So we have shown that the area under the curve equals one, that the expectation is \(E(X)=\frac{3}{2}\) and we found the variance to be \(\text{Var}(X) = \frac{3}{4}\). However, this was tedious and, as we shall see, an analytic approach is not applicable for some PDFs, e.g., if integrals have no closed form solutions.

Luckily, R also enables us to easily find the results derived above. The tool we use for this is the function integrate(). First, we have to define the functions we want to calculate integrals for as R functions, i.e., the PDF \(f_X(x)\) as well as the expressions \(x\cdot f_X(x)\) and \(x^2\cdot f_X(x)\).

# define functions
f <- function(x) 3 / x^4
g <- function(x) x * f(x)
h <- function(x) x^2 * f(x)

Next, we use integrate() and set lower and upper limits of integration to \(1\) and \(\infty\) using arguments lower and upper. By default, integrate() prints the result along with an estimate of the approximation error to the console. However, the outcome is not a numeric value one can readily do further calculation with. In order to get only a numeric value of the integral, we need to use the $ operator in conjunction with the value. The $ operator is used to extract elements by name from an object of type list.

# compute area under the density curve
area <- integrate(f, 
                 lower = 1, 
                 upper = Inf)$value
#> [1] 1

# compute E(X)
EX <- integrate(g,
                lower = 1,
                upper = Inf)$value
#> [1] 1.5

# compute Var(X)
VarX <- integrate(h,
                  lower = 1,
                  upper = Inf)$value - EX^2 
#> [1] 0.75

Although there is a wide variety of distributions, the ones most often encountered in econometrics are the normal, chi-squared, Student \(t\) and \(F\) distributions. Therefore we will discuss some core R functions that allow us to do calculations involving densities, probabilities and quantiles of these distributions.

Every probability distribution that R handles has four basic functions whose names consist of a prefix followed by a root name. As an example, take the normal distribution. The root name of all four functions associated with the normal distribution is norm. The four prefixes are

  • d for “density” - probability function / probability density function
  • p for “probability” - cumulative distribution function
  • q for “quantile” - quantile function (inverse cumulative distribution function)
  • r for “random” - random number generator

Thus, for the normal distribution we have the R functions dnorm(), pnorm(), qnorm() and rnorm().

The Normal Distribution

Perhaps the most important probability distribution considered here is the normal distribution. This is not least due to the special role of the standard normal distribution and the Central Limit Theorem which is to be treated shortly.

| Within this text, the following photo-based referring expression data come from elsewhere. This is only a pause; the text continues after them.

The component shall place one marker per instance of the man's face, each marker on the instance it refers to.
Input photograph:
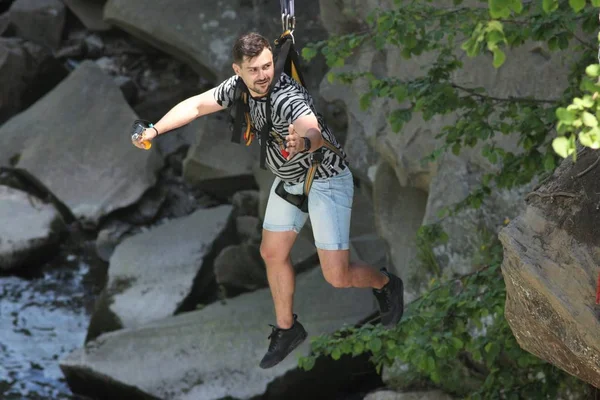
(257, 72)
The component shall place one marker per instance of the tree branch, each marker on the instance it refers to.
(511, 99)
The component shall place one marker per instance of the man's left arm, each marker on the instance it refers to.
(305, 126)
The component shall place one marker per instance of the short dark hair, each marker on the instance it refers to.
(249, 45)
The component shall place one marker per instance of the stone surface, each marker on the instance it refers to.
(424, 395)
(90, 13)
(29, 229)
(152, 273)
(76, 141)
(551, 265)
(214, 352)
(217, 165)
(40, 21)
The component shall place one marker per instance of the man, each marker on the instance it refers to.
(299, 132)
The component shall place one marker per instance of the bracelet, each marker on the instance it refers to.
(155, 130)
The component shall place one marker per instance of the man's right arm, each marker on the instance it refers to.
(185, 112)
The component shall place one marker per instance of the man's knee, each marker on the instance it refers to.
(337, 273)
(273, 252)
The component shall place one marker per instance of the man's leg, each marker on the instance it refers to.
(275, 251)
(330, 208)
(281, 225)
(340, 273)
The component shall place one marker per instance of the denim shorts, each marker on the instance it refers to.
(329, 208)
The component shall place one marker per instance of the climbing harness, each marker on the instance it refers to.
(287, 61)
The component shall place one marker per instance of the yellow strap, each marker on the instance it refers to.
(248, 136)
(310, 176)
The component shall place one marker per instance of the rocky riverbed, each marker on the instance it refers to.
(44, 315)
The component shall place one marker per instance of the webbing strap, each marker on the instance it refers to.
(240, 109)
(316, 162)
(288, 19)
(266, 130)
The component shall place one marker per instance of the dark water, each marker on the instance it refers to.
(44, 315)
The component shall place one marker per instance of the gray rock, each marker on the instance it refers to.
(249, 229)
(109, 237)
(192, 32)
(152, 273)
(240, 266)
(41, 21)
(89, 163)
(202, 33)
(90, 13)
(29, 231)
(550, 266)
(399, 213)
(217, 165)
(214, 352)
(424, 395)
(4, 23)
(245, 202)
(27, 72)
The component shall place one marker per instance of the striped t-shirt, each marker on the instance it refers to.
(289, 101)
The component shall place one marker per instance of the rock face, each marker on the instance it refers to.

Normal distributions are symmetric and bell-shaped. A normal distribution is characterized by its mean \(\mu\) and its standard deviation \(\sigma\), concisely expressed by \(\mathcal{N}(\mu,\sigma^2)\). The normal distribution has the PDF

\[\begin{align} f(x) = \frac{1}{\sqrt{2 \pi} \sigma} \exp{-(x - \mu)^2/(2 \sigma^2)}. \end{align}\]

For the standard normal distribution we have \(\mu=0\) and \(\sigma=1\). Standard normal variates are often denoted by \(Z\). Usually, the standard normal PDF is denoted by \(\phi\) and the standard normal CDF is denoted by \(\Phi\). Hence, \[ \phi(c) = \Phi'(c) \ \ , \ \ \Phi(c) = P(Z \leq c) \ \ , \ \ Z \sim \mathcal{N}(0,1).\] Note that the notation X \(\sim\) Y reads as “X is distributed as Y”. In R, we can conveniently obtain densities of normal distributions using the function dnorm(). Let us draw a plot of the standard normal density function using curve() together with dnorm().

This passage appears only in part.